欧州世界では15世紀から本格的な帆船時代に突入し、経済活動は欧州世界だけではなく世界規模に拡大する。すると二国間の戦争が、遠方の国々まで影響する様になる。海外貿易が拡大したことで、植民地争奪戦や欧州の戦争でも自国経済を直撃した。これにより欧州世界は、18世紀から国益を第一とした他国への介入が一般化した。

■経済と国益
海外貿易が富をもたらすならば、他国の戦争は間接的に自国の富に関係する。遠方の市場でも自国製品が売れなければ死活問題。各国は自国の繁栄目的で、遠方の戦争でも積極的に介入する必要性に迫られた。

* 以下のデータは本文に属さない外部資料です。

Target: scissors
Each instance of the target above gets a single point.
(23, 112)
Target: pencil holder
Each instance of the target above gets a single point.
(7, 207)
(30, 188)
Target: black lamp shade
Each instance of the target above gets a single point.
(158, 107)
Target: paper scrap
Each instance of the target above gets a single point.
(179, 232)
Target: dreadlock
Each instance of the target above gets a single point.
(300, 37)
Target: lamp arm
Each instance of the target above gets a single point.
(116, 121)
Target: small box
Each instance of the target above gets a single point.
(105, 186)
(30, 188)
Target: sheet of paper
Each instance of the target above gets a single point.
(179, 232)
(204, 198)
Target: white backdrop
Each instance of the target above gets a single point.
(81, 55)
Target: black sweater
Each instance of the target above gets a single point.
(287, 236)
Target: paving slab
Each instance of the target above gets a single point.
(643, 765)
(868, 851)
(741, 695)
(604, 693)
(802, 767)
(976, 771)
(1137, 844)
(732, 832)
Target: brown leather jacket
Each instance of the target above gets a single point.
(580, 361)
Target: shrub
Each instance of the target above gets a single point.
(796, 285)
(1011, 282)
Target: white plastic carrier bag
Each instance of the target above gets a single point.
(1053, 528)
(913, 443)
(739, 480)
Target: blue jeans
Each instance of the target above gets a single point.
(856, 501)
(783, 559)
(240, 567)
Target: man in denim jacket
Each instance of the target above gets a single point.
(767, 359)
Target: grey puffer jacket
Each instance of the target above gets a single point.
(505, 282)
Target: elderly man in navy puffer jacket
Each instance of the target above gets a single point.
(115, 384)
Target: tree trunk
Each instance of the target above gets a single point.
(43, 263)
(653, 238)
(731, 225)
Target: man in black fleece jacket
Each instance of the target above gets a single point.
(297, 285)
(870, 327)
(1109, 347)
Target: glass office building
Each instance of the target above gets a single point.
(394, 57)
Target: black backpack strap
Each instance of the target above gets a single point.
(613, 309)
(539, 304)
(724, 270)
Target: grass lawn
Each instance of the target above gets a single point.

貿易ルートが戦場になれば、海外貿易は自国の繁栄を妨げる。海洋国家は積極的に海上交通路を保護する目的で海外に基地を置き、特に海峡などは重要拠点として防護された。何故なら、これらを敵国に占領されると、自国経済を衰退させるから。

■経済ネットワークと戦争
経済活動はインターネットと同じ様に、複数の迂回路が存在する。直接貿易が行われていない国同士でも、間接的に経済で繋がっている。だから遠方の紛争でも、日本経済に間接的に影響する。

中東ではイランとイスラエルが対立を激化させている。さらにサウジアラビアもイランと対立しているから、紛争規模は段階的に拡大している。イランもサウジアラビアに対抗し、サウジアラビアの隣国であるイエメンを支援して、サウジアラビアを背後から攻撃させている。

中東は直接的な戦争ではなく間接的な戦争が行われており、間接的な戦争は拡大化している。現段階は紛争だが、紛争規模は海外貿易に影響する範囲まで拡大化した。中東の間接的な戦争は日本が使う海上交通路まで及び、すでに対応が遅れた状態に陥っている。

■トランプ大統領の思惑と中東の思惑
トランプ大統領はイランを敵視しており、イラン核合意から離脱し、イランに対して経済制裁強化を選んだ。これはアメリカのイラン叩きであり、これに呼応してイスラエルとサウジアラビアが歓迎した。

トランプ大統領はイランに戦争を売り付け、イランに政治的譲歩を求めている。イランが譲歩することは難しく、核兵器開発を進める可能性も有る。だがイランはすでに間接的な戦争を始めており、直接的な戦争を選ぶ必要は無い。

正規軍を用いた直接的な戦争は、国際社会では平和を否定する行為として否定される。だが間接的な戦争は国際社会では黙認される。義勇兵を用いた間接的な戦争は黙認されるから、イランは宗教組織の革命防衛隊を投入してイスラエルとサウジアラビアと戦争している。だからイランはトランプ大統領の挑発に乗らず、間接的な戦争で対応することができる。

■対応が遅れる日本
日本の海上交通路はすでに紛争の範囲内に置かれたが、日本の野党とメディアはモリカケ魔女裁判で忙しい。本来国際社会の変化に対応する議論が軽視され、野党とメディアが望む世界観だけが重視されている。

日本の対応が遅れると、それだけ日本国民が戦禍に巻き込まれることを意味する。海上交通路が遮断されると、迂回路を用いても日本経済を苦しめる。価格高騰が発生し、物流の停滞で国民の生活を苦しめる。

実際に海上交通路が遮断され、国民生活に打撃を与えれば、野党とメディアは与党を批判するだろう。その様な無責任を予測できるほど、モリカケ魔女裁判は国会運営を妨害している。